My mother is moving out of my childhood home this summer, and the week after WisCon I'll be flying out to help her pack up. For the past couple months she's been fixing the place up to sell it: pulling up carpets and taking down wallpaper, painting walls in light neutral colors. It's like the memories are being detached one by one as all the old colors and textures get removed. So now any of the old feelings and memories I want to keep, I'll need to carry within myself because the house will no longer be there to hold them for me.

That house was never the best anchor, but I do feel a little more unmoored. It definitely makes me wistful for a place like you and Gwenda describe. In a way, though, it kind of sets me free to focus on my own house as my real home, which is gathering new (much better) memories of its own.

- Karen

12:09 PM  
Blogger Christopher Barzak said...

I totally know what you mean, Gwenda. That's how I feel here too.

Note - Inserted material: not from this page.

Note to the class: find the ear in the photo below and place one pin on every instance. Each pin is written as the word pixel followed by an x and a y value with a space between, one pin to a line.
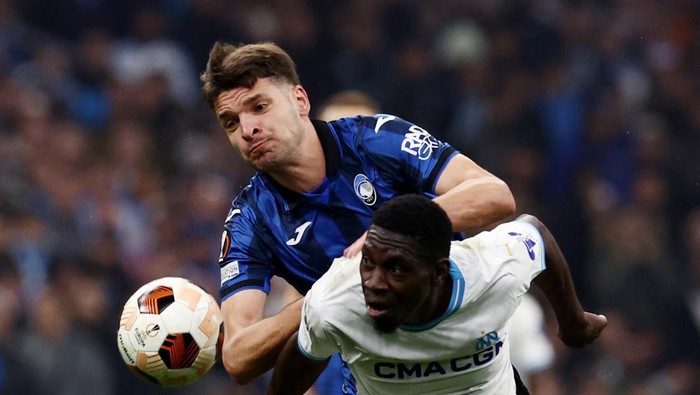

And Karen, it really is weird when any place that holds memories for us disappears. It's like a death of sorts, well for me at least. It feels like it to some extent.

9:34 PM  
Blogger Gwenda said...

Hey Karen --

I can completely relate to that too, just from going through the experience of the fire. It completely gutted the house. So even though it still exists, and all the family are still in the same place, it never really felt the same after that. I remember in perhaps too great a detail to be healthy the process of going through with medical masks on and cataloguing all the stuff that got charred (made worse by the fact it was arson, actually). It was a forcible saying goodbye, but a goodbye of sorts. And I think you're looking at things exactly the right way -- you've got your own home now and that's where your heart is, maudlin as it sounds.